Method of decontamination of water from radiostrontium

FIELD: methods of the sorption decontamination of waters from the radioactive impurities.

SUBSTANCE: the invention is pertaining to the method of the sorption decontamination of waters from the radioactive impurities. The method of decontamination of the water from radiostrontium includes the treatment of the water with a sorbent based on the burned bauxite ore. At that the ore is burned together with calcium -magnesium lime - CaCO3·MgCO3 and sodium soda salt - Na2CO3 at the temperature of no less than 1200°C and flushed with the water to remove the solvable sodium compounds.
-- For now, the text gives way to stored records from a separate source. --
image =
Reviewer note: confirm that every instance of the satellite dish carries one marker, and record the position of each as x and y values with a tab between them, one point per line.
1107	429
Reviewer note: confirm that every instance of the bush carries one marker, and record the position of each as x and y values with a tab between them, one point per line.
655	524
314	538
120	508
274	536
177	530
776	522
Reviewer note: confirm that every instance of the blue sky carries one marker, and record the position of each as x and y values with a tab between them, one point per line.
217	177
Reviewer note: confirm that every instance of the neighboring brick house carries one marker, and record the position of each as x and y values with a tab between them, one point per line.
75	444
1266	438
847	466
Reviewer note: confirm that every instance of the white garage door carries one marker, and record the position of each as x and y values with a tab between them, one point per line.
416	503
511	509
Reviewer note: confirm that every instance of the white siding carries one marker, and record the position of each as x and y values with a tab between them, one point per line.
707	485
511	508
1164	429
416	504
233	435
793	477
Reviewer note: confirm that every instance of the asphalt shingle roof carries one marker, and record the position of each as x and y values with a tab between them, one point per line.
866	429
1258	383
It is preferable, that the mixture of the bauxite ore is subjected to burning with calcium-magnesium lime and sodium soda salt in the mass ratio of 1 : 0.55-0.60 : 0.055-0.060. The method ensures an increased effectiveness of removal of the radiostrontium at usage of the initial bauxite ore without lowering of effectiveness of the water decontamination from radiocesium, and also allows to reduce considerably the amount of the spent sorbents, which are subjected to disposal.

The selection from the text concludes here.